NATHALIE Guerin opened Le Festi'Val bar and café two years ago full of high hopes, after working at the main competition in the Burgundy town of Saulieu, the Café du Nord. But business started to tail off after the summer and is now "in free fall".
"Now there's no one," she said, standing in a sombre room with one young man playing a video game by an unused pool table. "People fear the future, and now with the banking crisis, they are even more afraid," the 35-year-old said, close to tears. "T
hey buy a bottle at the supermarket and they drink it at home."
Guerin's plight is being replicated all over France as traditional cafés and bars suffer and even close, hit by changing attitudes, habits and now a poor economic climate. In 1960, France had 200,000 cafés, said Bernard Quartier, president of the National Federation of Cafés, Brasseries and Discotheques. Now it has fewer than 41,500, with an average of two closing every day.
The number of bankruptcies filed by café bars in the first six months of 2008 rose by 56% over the same period a year ago, according to a study by Euler Hermes SFAC, a large credit insurance company. No reliable figures are available for the latter part of this year, when the global financial crisis struck.
"The bar of a café is the parliament of the people," as Honoré de Balzac wrote, but it is being less frequently visited these days, especially by the young.
Not only are the French spending less, and drinking less, cutting down on the intensity and quality of the debates, but on January 1, after much huffing and puffing, France extended its smoking ban to bars, cafés and restaurants.
Marco Mayeux, 42, the bartender of Le Relais, a Paris café in the 18th Arrondissement, said the ban alone had cut his coffee and bar business by 20%.

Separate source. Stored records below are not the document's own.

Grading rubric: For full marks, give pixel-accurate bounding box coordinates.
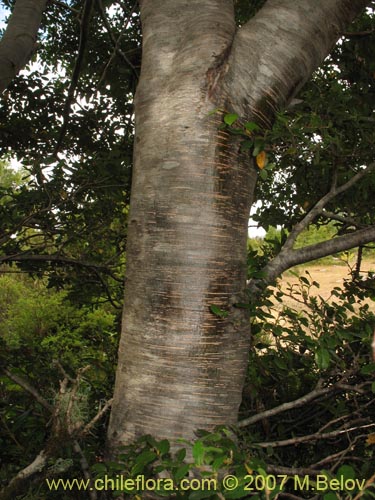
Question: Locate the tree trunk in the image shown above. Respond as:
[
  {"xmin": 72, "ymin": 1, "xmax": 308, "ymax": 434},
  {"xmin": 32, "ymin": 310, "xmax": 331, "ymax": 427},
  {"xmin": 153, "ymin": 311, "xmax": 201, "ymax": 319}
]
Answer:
[
  {"xmin": 109, "ymin": 0, "xmax": 255, "ymax": 452},
  {"xmin": 108, "ymin": 0, "xmax": 366, "ymax": 451},
  {"xmin": 0, "ymin": 0, "xmax": 47, "ymax": 92}
]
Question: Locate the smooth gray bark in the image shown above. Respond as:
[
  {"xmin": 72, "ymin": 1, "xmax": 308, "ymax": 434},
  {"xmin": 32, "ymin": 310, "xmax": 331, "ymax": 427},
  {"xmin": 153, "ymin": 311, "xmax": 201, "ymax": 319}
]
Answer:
[
  {"xmin": 108, "ymin": 0, "xmax": 372, "ymax": 453},
  {"xmin": 0, "ymin": 0, "xmax": 47, "ymax": 92}
]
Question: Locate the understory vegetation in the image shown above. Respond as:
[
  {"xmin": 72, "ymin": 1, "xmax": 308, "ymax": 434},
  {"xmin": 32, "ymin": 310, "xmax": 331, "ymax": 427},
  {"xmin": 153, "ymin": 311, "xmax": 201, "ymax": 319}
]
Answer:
[{"xmin": 0, "ymin": 0, "xmax": 375, "ymax": 500}]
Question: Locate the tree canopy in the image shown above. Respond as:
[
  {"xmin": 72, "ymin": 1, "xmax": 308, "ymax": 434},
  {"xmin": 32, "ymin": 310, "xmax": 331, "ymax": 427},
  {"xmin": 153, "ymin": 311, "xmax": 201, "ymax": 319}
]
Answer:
[{"xmin": 0, "ymin": 0, "xmax": 375, "ymax": 500}]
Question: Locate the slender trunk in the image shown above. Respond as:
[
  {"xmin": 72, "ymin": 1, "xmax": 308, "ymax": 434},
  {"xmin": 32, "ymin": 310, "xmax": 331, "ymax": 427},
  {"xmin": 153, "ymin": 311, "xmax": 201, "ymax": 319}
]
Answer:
[
  {"xmin": 109, "ymin": 0, "xmax": 255, "ymax": 447},
  {"xmin": 0, "ymin": 0, "xmax": 47, "ymax": 92}
]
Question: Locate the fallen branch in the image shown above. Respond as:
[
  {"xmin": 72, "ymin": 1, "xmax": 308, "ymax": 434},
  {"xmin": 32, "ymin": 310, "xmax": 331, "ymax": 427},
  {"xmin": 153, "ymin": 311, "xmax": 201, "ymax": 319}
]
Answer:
[
  {"xmin": 237, "ymin": 386, "xmax": 337, "ymax": 427},
  {"xmin": 254, "ymin": 424, "xmax": 375, "ymax": 448}
]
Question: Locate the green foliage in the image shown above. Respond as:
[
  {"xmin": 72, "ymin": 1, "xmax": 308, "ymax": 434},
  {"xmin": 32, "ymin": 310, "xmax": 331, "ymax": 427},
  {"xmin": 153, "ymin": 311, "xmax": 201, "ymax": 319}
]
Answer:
[{"xmin": 0, "ymin": 268, "xmax": 118, "ymax": 488}]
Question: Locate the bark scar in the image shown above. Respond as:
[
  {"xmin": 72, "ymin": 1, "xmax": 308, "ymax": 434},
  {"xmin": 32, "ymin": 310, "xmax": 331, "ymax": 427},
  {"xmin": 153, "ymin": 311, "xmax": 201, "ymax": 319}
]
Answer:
[{"xmin": 205, "ymin": 40, "xmax": 233, "ymax": 100}]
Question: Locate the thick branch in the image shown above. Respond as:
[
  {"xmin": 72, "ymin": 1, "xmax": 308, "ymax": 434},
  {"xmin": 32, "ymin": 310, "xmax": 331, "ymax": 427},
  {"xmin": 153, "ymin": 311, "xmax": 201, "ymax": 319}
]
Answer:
[
  {"xmin": 0, "ymin": 0, "xmax": 47, "ymax": 92},
  {"xmin": 282, "ymin": 162, "xmax": 375, "ymax": 253},
  {"xmin": 53, "ymin": 0, "xmax": 93, "ymax": 156},
  {"xmin": 255, "ymin": 424, "xmax": 375, "ymax": 448},
  {"xmin": 223, "ymin": 0, "xmax": 370, "ymax": 128},
  {"xmin": 2, "ymin": 368, "xmax": 53, "ymax": 413},
  {"xmin": 237, "ymin": 386, "xmax": 336, "ymax": 427},
  {"xmin": 248, "ymin": 226, "xmax": 375, "ymax": 296}
]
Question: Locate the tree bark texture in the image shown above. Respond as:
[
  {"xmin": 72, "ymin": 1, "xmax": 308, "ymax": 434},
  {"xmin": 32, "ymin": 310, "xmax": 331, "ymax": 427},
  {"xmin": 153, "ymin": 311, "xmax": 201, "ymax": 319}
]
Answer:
[
  {"xmin": 0, "ymin": 0, "xmax": 47, "ymax": 92},
  {"xmin": 108, "ymin": 0, "xmax": 372, "ymax": 451}
]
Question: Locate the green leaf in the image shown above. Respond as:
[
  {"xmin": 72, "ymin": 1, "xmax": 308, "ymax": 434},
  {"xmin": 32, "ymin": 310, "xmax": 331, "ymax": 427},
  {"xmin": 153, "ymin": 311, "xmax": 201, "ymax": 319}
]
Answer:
[
  {"xmin": 259, "ymin": 170, "xmax": 268, "ymax": 181},
  {"xmin": 192, "ymin": 439, "xmax": 205, "ymax": 465},
  {"xmin": 241, "ymin": 139, "xmax": 254, "ymax": 151},
  {"xmin": 210, "ymin": 304, "xmax": 229, "ymax": 318},
  {"xmin": 224, "ymin": 113, "xmax": 238, "ymax": 126},
  {"xmin": 323, "ymin": 491, "xmax": 337, "ymax": 500},
  {"xmin": 174, "ymin": 464, "xmax": 190, "ymax": 483},
  {"xmin": 315, "ymin": 347, "xmax": 331, "ymax": 370},
  {"xmin": 245, "ymin": 122, "xmax": 260, "ymax": 132},
  {"xmin": 361, "ymin": 363, "xmax": 375, "ymax": 375},
  {"xmin": 156, "ymin": 439, "xmax": 170, "ymax": 455},
  {"xmin": 176, "ymin": 448, "xmax": 186, "ymax": 462},
  {"xmin": 131, "ymin": 450, "xmax": 157, "ymax": 476},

"A place like mine doesn't appeal to everyone," he said. "There is a coffee-at-the-counter feel that isn't attractive any more."
Guerin is trying to sell her café, but has had only one nibble in this lovely town of about 3,000 people.
Jean-Louis Humbert is the district director of the Federation of Cafés, Brasseries and Discotheques, and he is blunt about Guerin's chances. "It's finished for her," he said. "No one wants to buy it. The banks don't want to lend her any more money, and it will end up in liquidation."
Daniel Perrey, 57, owner of the Café du Crucifix in Crimolois, blamed social change, saying: "Sadly, it is the end to a way of life. The culture is changing, and we feel it."
People are drinking less, smoking less and spending less, and even those who drink are wary of the local police, who now hover near the bar, especially at night, to test the sobriety of drivers. President Nicolas Sarkozy has asked the police to crack down on drunken drivers.
"Workers don't take taxis," Perrey said, stroking his lavish moustache and laughing. He gleefully showed photos of a small car wrapped around a tree in his parking lot, after an accident, saying: "They had to call the firemen to get them out!"
The café, he said, is a kind of public living room, especially in small towns and cities, and it is suffering as habits and laws change.
"We need the café to have an equilibrium between the village and the world outside," Perrey said. "Without the café, you lose the conviviality. You lose your mates. Business agreements are made behind the zinc of the bar."